Sep 14 (Bloomberg)--
Copper fell in London as some investors sold the metal to lock in profits from the biggest advance in almost two weeks.
Copper for three-month delivery rose 1.9 percent yesterday on the London Metal Exchange, the most since Sept. 1. The metal also retreated as German investor confidence fell more than analysts expected, European industrial production unexpectedly stagnated and inventories tracked by the LME edged higher after shrinking for seven days in a row.
"LME prices are flat to slightly weaker as the complex suffers from profit-taking” before the release of U.S. economic figures, said David Thurtell, a Citigroup Inc. analyst in London.
Copper for delivery in three months slid $85, or 1.1 percent, to $7,545 a metric ton at 12:29 p.m. on the LME. Copper for delivery in December fell 1.3 percent to $3.4325 a pound on the Comex in New York.
Germany’s ZEW Center for European Economic Research said its index of investor and analyst confidence, which aims to predict developments six months ahead, dropped to minus 4.3 from 14 in August. Economists had forecast a reading of 10, according to the median of 36 estimates in a Bloomberg News survey.
The figures "pointed to a deterioration in the currently strong conditions,” Thurtell said. Germany is the world’s third-biggest consumer of copper after China and the U.S.
Economists had predicted that industrial output in Europe would gain 0.1 percent in July, the median of 35 forecasts in a Bloomberg survey showed. The European Commission yesterday forecast a more "moderate” expansion in the region’s economy in the second half.
Sales at retailers in the U.S., the world’s second-biggest copper user after China, probably rose in August for a second month, economists said before the scheduled release of Commerce Department figures at 1:30 p.m. London time. Purchases climbed 0.3 percent following a 0.4 percent gain in July, according to the median estimate of 76 economists.

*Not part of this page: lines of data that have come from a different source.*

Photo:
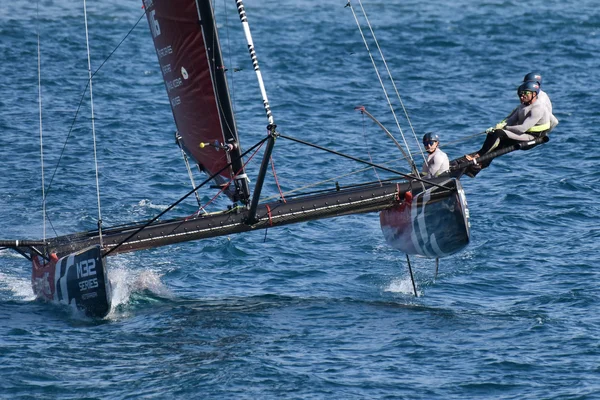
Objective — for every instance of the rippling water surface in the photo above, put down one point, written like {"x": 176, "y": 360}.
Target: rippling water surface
{"x": 322, "y": 309}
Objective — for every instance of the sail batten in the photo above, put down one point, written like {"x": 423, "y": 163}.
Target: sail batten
{"x": 187, "y": 45}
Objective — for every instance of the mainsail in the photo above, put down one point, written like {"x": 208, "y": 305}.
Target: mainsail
{"x": 189, "y": 54}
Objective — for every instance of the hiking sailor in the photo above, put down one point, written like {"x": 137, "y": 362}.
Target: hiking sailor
{"x": 542, "y": 97}
{"x": 529, "y": 121}
{"x": 437, "y": 161}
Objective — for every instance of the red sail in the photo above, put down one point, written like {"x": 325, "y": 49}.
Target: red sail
{"x": 187, "y": 45}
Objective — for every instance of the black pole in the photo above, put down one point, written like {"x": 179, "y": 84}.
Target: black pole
{"x": 412, "y": 278}
{"x": 261, "y": 174}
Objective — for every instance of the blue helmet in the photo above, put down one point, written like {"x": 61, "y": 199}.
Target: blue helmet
{"x": 532, "y": 86}
{"x": 430, "y": 137}
{"x": 533, "y": 76}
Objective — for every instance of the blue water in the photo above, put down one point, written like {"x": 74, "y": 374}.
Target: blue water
{"x": 320, "y": 310}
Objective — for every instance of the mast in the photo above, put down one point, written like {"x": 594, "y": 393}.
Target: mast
{"x": 271, "y": 128}
{"x": 187, "y": 45}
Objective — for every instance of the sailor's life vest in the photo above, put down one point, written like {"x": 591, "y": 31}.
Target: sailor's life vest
{"x": 539, "y": 130}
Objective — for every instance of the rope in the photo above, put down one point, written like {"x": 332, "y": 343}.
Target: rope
{"x": 79, "y": 107}
{"x": 407, "y": 176}
{"x": 224, "y": 187}
{"x": 182, "y": 198}
{"x": 391, "y": 78}
{"x": 413, "y": 167}
{"x": 190, "y": 174}
{"x": 277, "y": 180}
{"x": 369, "y": 152}
{"x": 87, "y": 42}
{"x": 41, "y": 128}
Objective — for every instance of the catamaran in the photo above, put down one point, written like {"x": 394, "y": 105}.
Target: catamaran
{"x": 427, "y": 217}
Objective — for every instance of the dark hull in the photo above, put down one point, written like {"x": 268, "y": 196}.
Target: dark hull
{"x": 428, "y": 224}
{"x": 78, "y": 279}
{"x": 363, "y": 199}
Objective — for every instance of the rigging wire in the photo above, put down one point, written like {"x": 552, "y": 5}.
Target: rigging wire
{"x": 184, "y": 197}
{"x": 224, "y": 187}
{"x": 189, "y": 169}
{"x": 368, "y": 152}
{"x": 412, "y": 162}
{"x": 391, "y": 78}
{"x": 41, "y": 128}
{"x": 87, "y": 42}
{"x": 411, "y": 177}
{"x": 79, "y": 107}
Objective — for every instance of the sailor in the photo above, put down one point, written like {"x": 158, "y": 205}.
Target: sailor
{"x": 529, "y": 121}
{"x": 437, "y": 161}
{"x": 542, "y": 98}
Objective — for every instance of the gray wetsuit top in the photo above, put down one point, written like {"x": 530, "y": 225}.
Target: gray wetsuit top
{"x": 437, "y": 163}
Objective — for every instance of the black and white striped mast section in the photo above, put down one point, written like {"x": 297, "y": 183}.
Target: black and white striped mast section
{"x": 271, "y": 127}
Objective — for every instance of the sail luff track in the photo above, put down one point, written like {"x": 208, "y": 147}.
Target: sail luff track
{"x": 187, "y": 45}
{"x": 271, "y": 128}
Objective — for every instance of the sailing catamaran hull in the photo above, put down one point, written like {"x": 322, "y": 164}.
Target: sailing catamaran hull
{"x": 79, "y": 278}
{"x": 428, "y": 224}
{"x": 355, "y": 200}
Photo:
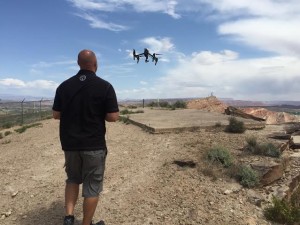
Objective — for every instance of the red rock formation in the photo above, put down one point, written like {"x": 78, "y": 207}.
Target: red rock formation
{"x": 270, "y": 116}
{"x": 211, "y": 104}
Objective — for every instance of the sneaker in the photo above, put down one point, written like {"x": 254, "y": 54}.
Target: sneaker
{"x": 101, "y": 222}
{"x": 69, "y": 220}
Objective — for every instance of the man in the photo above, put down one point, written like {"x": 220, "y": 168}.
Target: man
{"x": 82, "y": 104}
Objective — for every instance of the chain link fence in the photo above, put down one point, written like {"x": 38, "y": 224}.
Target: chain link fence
{"x": 24, "y": 112}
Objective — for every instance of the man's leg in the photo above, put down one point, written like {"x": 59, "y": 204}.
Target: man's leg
{"x": 71, "y": 196}
{"x": 89, "y": 207}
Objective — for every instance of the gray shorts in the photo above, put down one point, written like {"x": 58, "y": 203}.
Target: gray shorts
{"x": 86, "y": 168}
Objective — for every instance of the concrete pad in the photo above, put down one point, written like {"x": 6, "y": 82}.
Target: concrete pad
{"x": 161, "y": 120}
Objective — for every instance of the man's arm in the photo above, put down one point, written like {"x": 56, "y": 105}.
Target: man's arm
{"x": 56, "y": 115}
{"x": 112, "y": 117}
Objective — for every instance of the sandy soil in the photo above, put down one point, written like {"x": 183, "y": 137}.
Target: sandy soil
{"x": 143, "y": 184}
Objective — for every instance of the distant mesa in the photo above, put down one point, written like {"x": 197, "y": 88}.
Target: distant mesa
{"x": 213, "y": 104}
{"x": 210, "y": 104}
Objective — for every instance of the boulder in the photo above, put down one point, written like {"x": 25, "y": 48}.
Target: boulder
{"x": 269, "y": 172}
{"x": 230, "y": 110}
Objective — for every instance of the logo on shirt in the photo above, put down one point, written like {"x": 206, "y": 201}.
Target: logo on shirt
{"x": 82, "y": 78}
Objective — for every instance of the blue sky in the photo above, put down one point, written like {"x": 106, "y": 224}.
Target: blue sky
{"x": 241, "y": 49}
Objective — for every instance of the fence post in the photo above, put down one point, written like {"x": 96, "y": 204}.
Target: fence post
{"x": 22, "y": 120}
{"x": 41, "y": 108}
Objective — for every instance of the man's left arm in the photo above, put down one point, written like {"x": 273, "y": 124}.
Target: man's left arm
{"x": 56, "y": 115}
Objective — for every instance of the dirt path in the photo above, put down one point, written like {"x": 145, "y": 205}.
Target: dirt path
{"x": 142, "y": 185}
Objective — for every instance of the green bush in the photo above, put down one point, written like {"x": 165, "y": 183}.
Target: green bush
{"x": 24, "y": 128}
{"x": 218, "y": 124}
{"x": 124, "y": 119}
{"x": 282, "y": 212}
{"x": 153, "y": 104}
{"x": 235, "y": 126}
{"x": 6, "y": 133}
{"x": 126, "y": 111}
{"x": 221, "y": 155}
{"x": 247, "y": 176}
{"x": 265, "y": 149}
{"x": 179, "y": 104}
{"x": 269, "y": 149}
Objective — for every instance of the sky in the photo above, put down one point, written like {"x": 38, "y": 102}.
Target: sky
{"x": 240, "y": 49}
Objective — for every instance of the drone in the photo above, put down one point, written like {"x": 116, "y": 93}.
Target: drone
{"x": 146, "y": 54}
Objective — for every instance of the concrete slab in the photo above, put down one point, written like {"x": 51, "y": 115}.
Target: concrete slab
{"x": 161, "y": 121}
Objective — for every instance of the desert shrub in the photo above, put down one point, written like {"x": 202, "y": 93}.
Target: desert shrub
{"x": 6, "y": 133}
{"x": 126, "y": 111}
{"x": 7, "y": 125}
{"x": 164, "y": 104}
{"x": 6, "y": 142}
{"x": 179, "y": 104}
{"x": 269, "y": 149}
{"x": 221, "y": 155}
{"x": 124, "y": 119}
{"x": 283, "y": 212}
{"x": 153, "y": 104}
{"x": 24, "y": 128}
{"x": 235, "y": 126}
{"x": 132, "y": 107}
{"x": 218, "y": 124}
{"x": 265, "y": 149}
{"x": 251, "y": 141}
{"x": 247, "y": 176}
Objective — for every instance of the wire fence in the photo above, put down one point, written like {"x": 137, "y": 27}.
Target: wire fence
{"x": 24, "y": 112}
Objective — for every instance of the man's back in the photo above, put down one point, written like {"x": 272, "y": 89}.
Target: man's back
{"x": 83, "y": 101}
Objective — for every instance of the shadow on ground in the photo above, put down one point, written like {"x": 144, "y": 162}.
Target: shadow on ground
{"x": 52, "y": 215}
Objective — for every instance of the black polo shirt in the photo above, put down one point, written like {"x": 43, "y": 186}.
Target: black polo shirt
{"x": 83, "y": 101}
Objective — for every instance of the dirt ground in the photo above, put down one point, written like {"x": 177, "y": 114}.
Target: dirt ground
{"x": 145, "y": 182}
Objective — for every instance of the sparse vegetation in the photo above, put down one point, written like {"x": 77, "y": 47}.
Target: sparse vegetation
{"x": 283, "y": 212}
{"x": 126, "y": 111}
{"x": 7, "y": 125}
{"x": 124, "y": 119}
{"x": 6, "y": 133}
{"x": 164, "y": 104}
{"x": 218, "y": 124}
{"x": 265, "y": 149}
{"x": 6, "y": 142}
{"x": 25, "y": 127}
{"x": 219, "y": 154}
{"x": 246, "y": 176}
{"x": 235, "y": 126}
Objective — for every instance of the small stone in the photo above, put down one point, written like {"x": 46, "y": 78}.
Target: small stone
{"x": 227, "y": 192}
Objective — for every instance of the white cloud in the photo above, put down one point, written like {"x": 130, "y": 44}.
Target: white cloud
{"x": 226, "y": 75}
{"x": 11, "y": 84}
{"x": 87, "y": 7}
{"x": 268, "y": 25}
{"x": 43, "y": 64}
{"x": 143, "y": 82}
{"x": 158, "y": 44}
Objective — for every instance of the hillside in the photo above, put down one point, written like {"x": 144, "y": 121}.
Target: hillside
{"x": 147, "y": 179}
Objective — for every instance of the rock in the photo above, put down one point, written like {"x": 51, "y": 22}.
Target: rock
{"x": 14, "y": 194}
{"x": 255, "y": 198}
{"x": 230, "y": 110}
{"x": 227, "y": 192}
{"x": 211, "y": 104}
{"x": 268, "y": 171}
{"x": 270, "y": 116}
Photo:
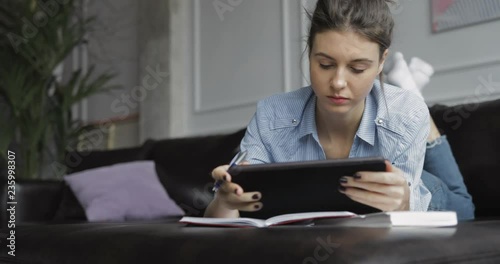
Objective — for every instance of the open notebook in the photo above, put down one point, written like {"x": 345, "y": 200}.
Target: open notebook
{"x": 384, "y": 219}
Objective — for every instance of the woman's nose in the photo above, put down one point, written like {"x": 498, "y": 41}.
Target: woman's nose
{"x": 339, "y": 82}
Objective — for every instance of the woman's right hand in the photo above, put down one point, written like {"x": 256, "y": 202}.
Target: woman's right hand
{"x": 230, "y": 197}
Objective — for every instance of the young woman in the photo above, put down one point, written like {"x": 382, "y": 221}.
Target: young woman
{"x": 346, "y": 112}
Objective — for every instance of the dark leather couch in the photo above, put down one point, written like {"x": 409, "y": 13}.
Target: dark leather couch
{"x": 51, "y": 226}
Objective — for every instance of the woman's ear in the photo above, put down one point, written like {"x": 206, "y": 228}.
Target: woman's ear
{"x": 382, "y": 61}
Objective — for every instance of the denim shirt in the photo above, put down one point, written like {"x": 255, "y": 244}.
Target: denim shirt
{"x": 396, "y": 127}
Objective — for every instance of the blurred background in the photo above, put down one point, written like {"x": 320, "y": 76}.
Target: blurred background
{"x": 182, "y": 68}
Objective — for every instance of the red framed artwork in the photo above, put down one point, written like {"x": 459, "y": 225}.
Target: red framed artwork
{"x": 451, "y": 14}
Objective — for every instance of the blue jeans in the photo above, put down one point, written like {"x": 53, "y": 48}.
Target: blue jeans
{"x": 442, "y": 177}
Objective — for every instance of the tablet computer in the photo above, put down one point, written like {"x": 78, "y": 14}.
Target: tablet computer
{"x": 307, "y": 186}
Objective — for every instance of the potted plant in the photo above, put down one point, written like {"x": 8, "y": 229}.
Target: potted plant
{"x": 36, "y": 105}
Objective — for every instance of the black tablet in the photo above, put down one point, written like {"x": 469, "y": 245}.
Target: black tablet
{"x": 308, "y": 186}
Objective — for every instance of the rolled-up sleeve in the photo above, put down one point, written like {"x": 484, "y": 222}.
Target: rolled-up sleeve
{"x": 411, "y": 159}
{"x": 252, "y": 142}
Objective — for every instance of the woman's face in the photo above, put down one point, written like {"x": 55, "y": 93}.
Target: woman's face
{"x": 343, "y": 66}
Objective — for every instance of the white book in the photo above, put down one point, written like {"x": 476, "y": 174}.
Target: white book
{"x": 384, "y": 219}
{"x": 273, "y": 221}
{"x": 400, "y": 218}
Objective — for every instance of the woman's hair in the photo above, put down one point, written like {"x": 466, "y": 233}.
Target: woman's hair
{"x": 369, "y": 18}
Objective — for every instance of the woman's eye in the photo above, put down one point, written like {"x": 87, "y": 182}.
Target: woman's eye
{"x": 357, "y": 71}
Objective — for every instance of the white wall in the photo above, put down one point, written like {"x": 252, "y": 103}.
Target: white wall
{"x": 234, "y": 54}
{"x": 223, "y": 59}
{"x": 463, "y": 58}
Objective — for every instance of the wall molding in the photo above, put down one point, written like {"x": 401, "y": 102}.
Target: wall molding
{"x": 303, "y": 44}
{"x": 285, "y": 38}
{"x": 462, "y": 99}
{"x": 466, "y": 66}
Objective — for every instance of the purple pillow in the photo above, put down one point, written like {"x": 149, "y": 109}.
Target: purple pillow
{"x": 125, "y": 191}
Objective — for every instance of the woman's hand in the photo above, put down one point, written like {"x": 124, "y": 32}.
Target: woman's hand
{"x": 387, "y": 191}
{"x": 230, "y": 197}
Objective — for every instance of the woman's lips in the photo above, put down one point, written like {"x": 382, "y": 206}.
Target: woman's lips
{"x": 338, "y": 100}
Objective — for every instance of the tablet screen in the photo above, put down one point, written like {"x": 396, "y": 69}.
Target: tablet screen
{"x": 308, "y": 186}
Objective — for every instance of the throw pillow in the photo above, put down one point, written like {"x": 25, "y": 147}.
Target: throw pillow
{"x": 126, "y": 191}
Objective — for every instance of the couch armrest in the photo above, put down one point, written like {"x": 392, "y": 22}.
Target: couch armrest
{"x": 37, "y": 201}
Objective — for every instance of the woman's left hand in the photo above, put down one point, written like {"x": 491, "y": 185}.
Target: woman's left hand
{"x": 387, "y": 191}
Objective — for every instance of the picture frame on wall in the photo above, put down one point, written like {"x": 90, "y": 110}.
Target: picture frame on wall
{"x": 452, "y": 14}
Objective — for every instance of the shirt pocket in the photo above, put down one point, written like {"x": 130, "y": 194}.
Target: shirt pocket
{"x": 280, "y": 123}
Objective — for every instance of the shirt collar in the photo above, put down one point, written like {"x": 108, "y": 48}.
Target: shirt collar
{"x": 367, "y": 127}
{"x": 308, "y": 122}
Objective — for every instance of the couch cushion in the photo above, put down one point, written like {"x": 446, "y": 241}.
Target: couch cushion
{"x": 69, "y": 209}
{"x": 473, "y": 131}
{"x": 184, "y": 165}
{"x": 126, "y": 191}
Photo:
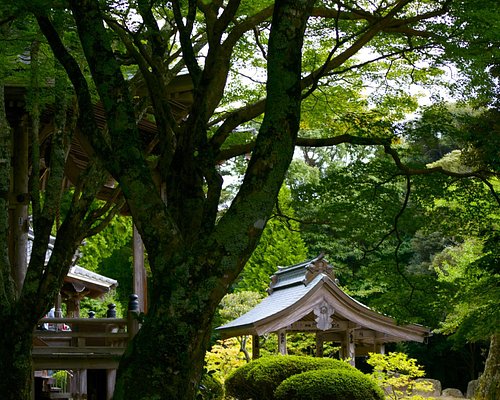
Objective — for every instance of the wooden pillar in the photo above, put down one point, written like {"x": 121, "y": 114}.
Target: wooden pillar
{"x": 348, "y": 347}
{"x": 319, "y": 344}
{"x": 78, "y": 388}
{"x": 58, "y": 306}
{"x": 132, "y": 322}
{"x": 140, "y": 279}
{"x": 282, "y": 342}
{"x": 110, "y": 383}
{"x": 379, "y": 348}
{"x": 255, "y": 347}
{"x": 20, "y": 198}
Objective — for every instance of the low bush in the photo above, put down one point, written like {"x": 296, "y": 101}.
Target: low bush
{"x": 326, "y": 384}
{"x": 210, "y": 388}
{"x": 258, "y": 379}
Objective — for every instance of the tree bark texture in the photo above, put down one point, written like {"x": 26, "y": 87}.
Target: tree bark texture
{"x": 192, "y": 263}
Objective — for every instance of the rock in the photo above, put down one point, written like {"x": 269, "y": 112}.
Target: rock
{"x": 452, "y": 393}
{"x": 434, "y": 388}
{"x": 471, "y": 388}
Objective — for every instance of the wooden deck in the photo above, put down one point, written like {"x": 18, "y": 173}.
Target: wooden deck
{"x": 92, "y": 343}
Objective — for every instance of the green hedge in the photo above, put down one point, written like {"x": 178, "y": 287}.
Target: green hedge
{"x": 335, "y": 384}
{"x": 259, "y": 379}
{"x": 210, "y": 389}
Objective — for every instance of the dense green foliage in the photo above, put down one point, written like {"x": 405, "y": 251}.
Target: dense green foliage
{"x": 281, "y": 244}
{"x": 329, "y": 384}
{"x": 252, "y": 74}
{"x": 210, "y": 388}
{"x": 259, "y": 379}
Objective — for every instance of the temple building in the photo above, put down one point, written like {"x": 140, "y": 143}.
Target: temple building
{"x": 306, "y": 297}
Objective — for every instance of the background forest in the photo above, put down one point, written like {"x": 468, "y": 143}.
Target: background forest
{"x": 367, "y": 130}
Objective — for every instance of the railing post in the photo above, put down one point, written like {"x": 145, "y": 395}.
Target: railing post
{"x": 111, "y": 313}
{"x": 133, "y": 312}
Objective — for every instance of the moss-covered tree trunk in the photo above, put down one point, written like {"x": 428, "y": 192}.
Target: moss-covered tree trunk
{"x": 194, "y": 258}
{"x": 489, "y": 382}
{"x": 15, "y": 355}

LME copper stockpiles today gained 75 tons to 390,525 tons, according to daily exchange figures. Still, they have dropped 22 percent in 2010, heading for the first annual contraction in six years.
"We forecast inventories to fall sharply through 2011 and 2012,” analysts at Nomura Holdings Inc. led by Paul Cliff in London wrote in a report dated Sept. 10.
Demand probably will outpace supply by 263,000 tons this year, with the gap widening to 664,000 tons next year, Nomura said. It predicted an average price this year for immediate- delivery copper of $7,485 a ton, rising to $8,377 next year.
Orders to draw copper from LME inventories, or canceled warrants, jumped 10 percent, the most since Aug. 18, to 22,825 tons.
Market open interest for copper, or the number of futures contracts outstanding, gained 1.3 percent to 449,628 lots on Sept. 10, the latest LME data showed. That was the highest level in 18 months.
Aluminum for three-month delivery on the LME fell 0.4 percent to $2,121.25 a ton. The lightweight metal should reach $2,400 by the end of the year, Laredo, Texas-based researcher Harbor Intelligence said in a report.
"A weak dollar, falling fear, accelerating demand in China and falling aluminum output in that country have increased our conviction of higher prices for the next quarter,” Harbor said.
Nickel slipped 0.4 percent to $22,752 a ton. LME stocks, down 25 percent this year, rose 0.2 percent to 119,034 tons today. Cash nickel’s discount to three-month metal widened to $6 a ton yesterday from $4, the narrowest level since Sept. 2, 2009, in the prior session. Cash metal was at a $45 discount a week ago.
Tin slid 1.1 percent to $22,050 a ton after yesterday touching $22,301, the highest intraday price since July 31, 2008. Lead dropped 1.6 percent to $2,215.75 a ton and zinc fell 0.7 percent to $2,129.75 a ton.